History books say it was the French. The word omelette is a variation of the French term “alemelle” from the 13th century, meaning “the blade of a knife”. It refers to the flattened shape of the dish.
The first person to have tasted the omelette is French emperor Napoleon Bonaparte. When he stopped with his army at an inn near the town of Bessieres, the innkeeper served an omelette in his honour. Bonaparte was shocked by the new dish. He loved it so much, he asked the innkeeper to gather all the eggs he could find and prepare the biggest feast of fluffy omelettes for his entire army. The traditional Easter omelette is supposed to have been inspired by that event.
Since then, the unassuming, nutritious omelette has come a long way. Today, it’s part of most cultures around the world, although each one makes it differently.
In Japan, eggs are prepared in a rectangular shape by rolling several layers of thin omelettes. The whisked eggs also include sugar, water, and rice vinegar.
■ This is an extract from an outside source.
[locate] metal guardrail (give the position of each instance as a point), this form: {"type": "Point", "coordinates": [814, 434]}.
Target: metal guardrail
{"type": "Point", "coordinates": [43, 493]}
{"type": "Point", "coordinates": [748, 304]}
After it is cooked and rolled up, the omelette is cut into pieces and savoured with various kinds of dips and sauces. The dish is called tamagoyaki or Japanese rolled omelettes.
In Spain, on the other hand, omelettes have an accompaniment – patatas or potatoes, which are thinly sliced and sautéed with onions, bell peppers, and ginger. The potatoes are then stirred into the beaten eggs and then cooked again, on both sides. When it is done, the cake-like omelette is cut into flavourful wedges and served. Known as tortilla de patatas or the Spanish omelette, it’s delicious and filling, and often served as a breakfast option around the world.